A genuinely lovely Olympic moment
Source: NBC By Alan Abrahamson
BEIJING — This is, in a way that resonates time and again, what the Olympics is about.
Three American fencers went 1-2-3 Saturday in women’s sabre.
What?!
Mariel Zagunis won gold, Sada Jacobson silver, Becca Ward bronze, an affirmation of just how good the women’s sabre program had become in the United States.
Who knew?
Well, ok, I did.
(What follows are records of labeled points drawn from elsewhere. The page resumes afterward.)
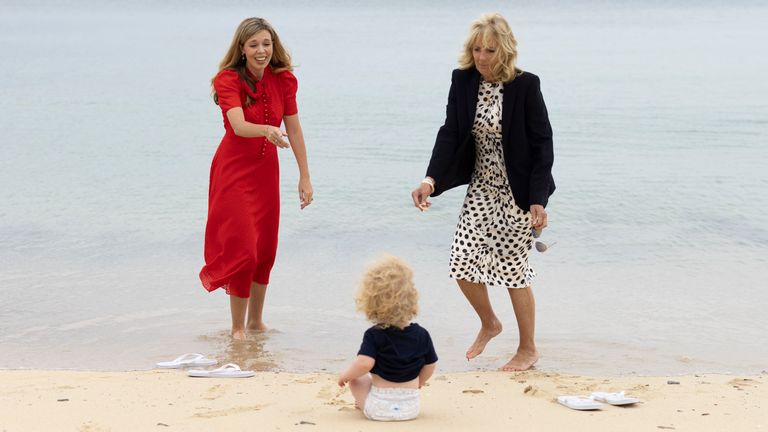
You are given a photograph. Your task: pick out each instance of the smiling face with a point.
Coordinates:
(484, 55)
(258, 52)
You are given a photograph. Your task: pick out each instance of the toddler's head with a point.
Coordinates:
(387, 295)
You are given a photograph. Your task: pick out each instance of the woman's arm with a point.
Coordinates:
(445, 143)
(359, 367)
(426, 373)
(447, 137)
(296, 137)
(539, 134)
(247, 129)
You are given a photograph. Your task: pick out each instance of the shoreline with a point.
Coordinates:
(45, 400)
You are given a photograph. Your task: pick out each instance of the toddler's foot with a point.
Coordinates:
(483, 337)
(238, 334)
(523, 360)
(258, 327)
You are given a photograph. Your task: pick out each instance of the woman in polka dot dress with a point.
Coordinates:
(497, 138)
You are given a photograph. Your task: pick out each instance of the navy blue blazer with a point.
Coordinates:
(526, 138)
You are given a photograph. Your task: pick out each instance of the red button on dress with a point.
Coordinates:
(244, 192)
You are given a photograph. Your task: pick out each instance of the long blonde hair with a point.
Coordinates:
(233, 59)
(493, 27)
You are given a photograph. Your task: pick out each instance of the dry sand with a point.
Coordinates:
(272, 401)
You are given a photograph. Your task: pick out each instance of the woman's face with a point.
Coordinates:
(485, 57)
(258, 52)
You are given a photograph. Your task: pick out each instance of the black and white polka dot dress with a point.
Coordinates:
(493, 235)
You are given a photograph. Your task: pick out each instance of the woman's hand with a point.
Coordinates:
(305, 192)
(420, 195)
(275, 136)
(343, 380)
(538, 217)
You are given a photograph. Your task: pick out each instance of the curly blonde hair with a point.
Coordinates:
(387, 295)
(493, 29)
(233, 59)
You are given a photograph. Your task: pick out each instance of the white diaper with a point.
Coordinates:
(392, 404)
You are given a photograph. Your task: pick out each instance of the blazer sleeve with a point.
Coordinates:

But in a sports culture dominated by football, baseball and basketball, it nevertheless remains an incredible affirmation of American ingenuity and resolve to see 1-2-3 in a sport that gets attention from the mainstream U.S. press only at the Olympics.
If then.
“We hope that any success we have goes to making our sport more popular,” Jacobson said. “If we can get even one girl to take up fencing, then we’ve done well.”
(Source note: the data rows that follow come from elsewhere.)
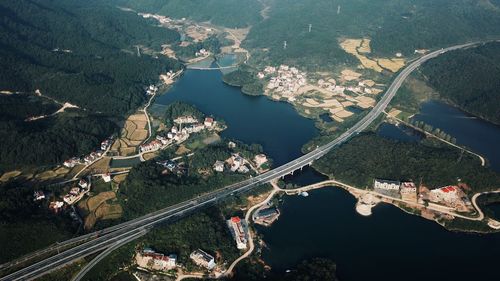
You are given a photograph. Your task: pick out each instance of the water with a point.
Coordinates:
(389, 245)
(478, 135)
(276, 126)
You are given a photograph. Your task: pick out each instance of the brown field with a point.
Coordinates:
(98, 209)
(57, 172)
(359, 47)
(120, 178)
(149, 156)
(95, 201)
(134, 132)
(182, 150)
(392, 64)
(109, 211)
(9, 175)
(101, 166)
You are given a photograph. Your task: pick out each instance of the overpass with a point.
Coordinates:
(109, 237)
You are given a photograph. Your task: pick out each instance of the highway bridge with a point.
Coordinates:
(91, 243)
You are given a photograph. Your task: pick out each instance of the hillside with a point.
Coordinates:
(72, 51)
(393, 26)
(228, 13)
(469, 79)
(81, 52)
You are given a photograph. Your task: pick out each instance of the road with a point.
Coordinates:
(106, 238)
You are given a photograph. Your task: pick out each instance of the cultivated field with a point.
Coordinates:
(134, 132)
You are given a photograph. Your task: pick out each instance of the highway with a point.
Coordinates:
(104, 239)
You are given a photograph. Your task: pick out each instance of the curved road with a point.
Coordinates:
(108, 237)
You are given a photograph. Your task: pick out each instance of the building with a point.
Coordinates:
(219, 166)
(83, 184)
(267, 213)
(38, 195)
(155, 261)
(260, 159)
(203, 259)
(70, 163)
(408, 191)
(446, 194)
(387, 187)
(238, 229)
(106, 177)
(209, 122)
(56, 206)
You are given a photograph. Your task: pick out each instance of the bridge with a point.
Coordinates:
(91, 243)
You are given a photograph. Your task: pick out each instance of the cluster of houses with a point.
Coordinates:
(76, 193)
(87, 159)
(239, 230)
(151, 90)
(184, 126)
(203, 259)
(286, 80)
(450, 197)
(150, 260)
(202, 53)
(235, 163)
(266, 216)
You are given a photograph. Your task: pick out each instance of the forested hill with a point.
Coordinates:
(469, 79)
(80, 51)
(393, 26)
(228, 13)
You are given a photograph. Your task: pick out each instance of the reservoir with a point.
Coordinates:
(478, 135)
(276, 126)
(390, 244)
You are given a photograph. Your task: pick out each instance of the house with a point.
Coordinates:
(219, 166)
(260, 159)
(243, 169)
(209, 122)
(238, 229)
(55, 206)
(70, 163)
(408, 191)
(106, 177)
(83, 183)
(38, 195)
(155, 261)
(203, 259)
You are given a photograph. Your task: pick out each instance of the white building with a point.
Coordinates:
(219, 166)
(203, 259)
(238, 229)
(387, 185)
(260, 159)
(106, 177)
(155, 261)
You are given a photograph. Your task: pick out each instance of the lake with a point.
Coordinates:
(276, 126)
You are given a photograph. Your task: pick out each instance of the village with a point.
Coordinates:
(340, 99)
(148, 260)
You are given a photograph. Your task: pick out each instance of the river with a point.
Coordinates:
(277, 126)
(389, 245)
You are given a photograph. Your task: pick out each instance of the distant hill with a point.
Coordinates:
(394, 26)
(80, 51)
(228, 13)
(470, 79)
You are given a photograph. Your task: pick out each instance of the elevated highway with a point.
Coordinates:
(104, 239)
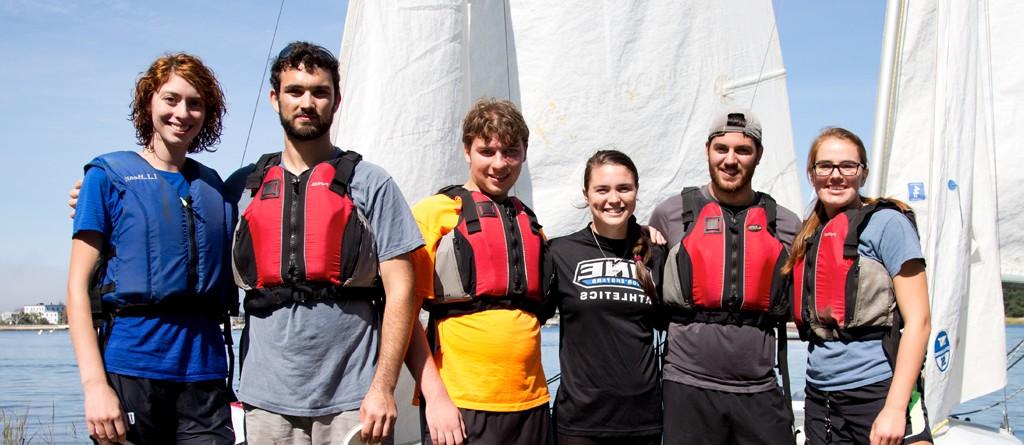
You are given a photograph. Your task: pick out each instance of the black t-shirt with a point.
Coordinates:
(610, 382)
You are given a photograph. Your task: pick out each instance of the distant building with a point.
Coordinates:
(52, 313)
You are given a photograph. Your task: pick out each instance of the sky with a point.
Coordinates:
(68, 70)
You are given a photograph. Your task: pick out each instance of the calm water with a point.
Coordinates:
(39, 380)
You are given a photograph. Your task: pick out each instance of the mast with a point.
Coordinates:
(887, 95)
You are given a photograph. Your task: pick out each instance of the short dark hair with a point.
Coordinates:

The results Saturday also underscore the enduring power and potential of the Olympic dream, and how that dream remains vital in the far reaches of the United States, in towns and cities and clubs that wouldn’t jump immediately to mind as Olympic hotbeds.
Zagunis and Ward are members of the same Oregon fencing club; Jacobson is from Dunwoody, Ga.
Zagunis won this event in 2004 in Athens as well, becoming then the first American to win fencing gold in more than a century. Jacobson won bronze in Athens.
These same three American women are seeded No. 1 in the sabre team competiton, on Thursday.
And of course such talk is sappy.
That’s the charm of the Olympics.
Zagunis said Saturday of repeating, “It was a dream come true. Seeing three American flags was just fantastic.”
To make matters that much better, former President George H.W. Bush was in the front row for the medal ceremony.
“It was amazing. It was emotional. It was such a dramatic moment,” the former president said, according to Associated Press.
He also said, “Fencing may not be a big sport in America. But today at the Olympics, it certainly is.”